Written and Directed by Evan Spiliotopoulos
Based on Shrine by James Herbert
Starring Jeffrey Dean Morgan, ,Katie Aselton, William Sadler, Diogo Morgado, Cricket Brown, Cary Elwes
One could never want imagine they’d lived life enough to say “If you’ve seen one demonic possession movie, you’ve seen them all.” Unfortunately, the events, if not the inspiration of Spiliotopoulos’ version of James Herbert’s, The Shrine have been rode hard and put away wet for years in horror cinema.
The story begins with “Mary” being hung, burned and her essence trapped in the body of a doll with the marking February 31, 1845. Years later, while tracking down a story that turns out to be a kid’s prank, journalist Gerry Fenn (Morgan) finds the doll and breaks it open.
Later that night on his way out of town, he nearly runs over Alice (Brown), who he finds to be speaking even though she is a deaf-mute. Intrigued, Gerry hangs around to break the story. Alice’s uncle is Father Hogan (Sandler) he takes Alice’s word at first that she’d been cured by the Virgin Mary. This, along with Gerry’s story, brings a circus of visitors to town, hoping to witness a miracle. Mary insists that everyone believe in her, and she’s going a long way to make this happen.
The doubt begins to creep in, but the doubters end up having bad stuff happen to them. Now they have to find and reveal the truth before “Mary” gets her way.
There could be something here, given enough time and some more character development. As it is, for a movie at 99 minutes long, we get thumbnail sketches of people and terror. Neither is enough to drive our involvement to more than bemused.
Shame of it is, this is a pretty good cast. Morgan has all of the charisma any lazy, disgraced, skeptical and lapsed Catholic journalist should have. He shelves most of it after the first act so the plot can move along. Elwes is somewhere between sinister presence and all-believing rube. William Sadler is sickly and kind throughout.

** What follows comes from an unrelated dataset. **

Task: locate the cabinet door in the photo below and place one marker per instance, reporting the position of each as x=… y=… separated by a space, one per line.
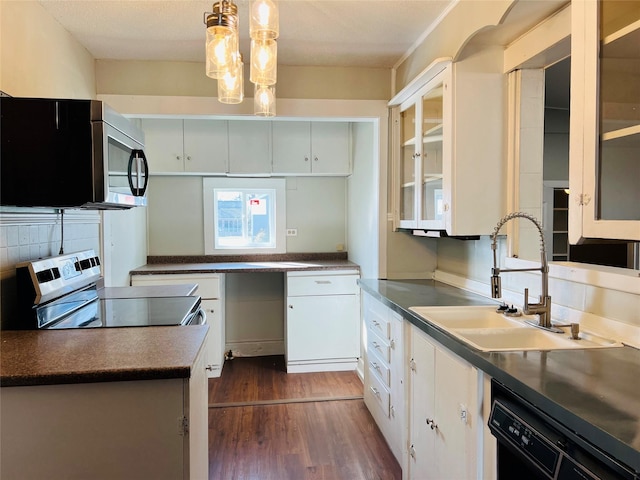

As the would be prophet, Alice, Cricket Brown is possibly the best thing about the film. She is forthright, honest and kind, with no real concept of the evil that resides within and without. Her presence of mind is key to us believing, and her innocence helps to distract while worse things wait in the area. She has a simple, easy beauty that is something one would expect from humble beginnings.
Her performance isn’t enough to salvage the rest of a film that feels like it is in remote control from the first. There is nothing here outside of Brown, worth one’s time if they have seen any other two films of the genre. There is absolutely no buildup of tension and there are no scenes that surprise in any way.
So you can skip it if you think you’ve seen anything like it.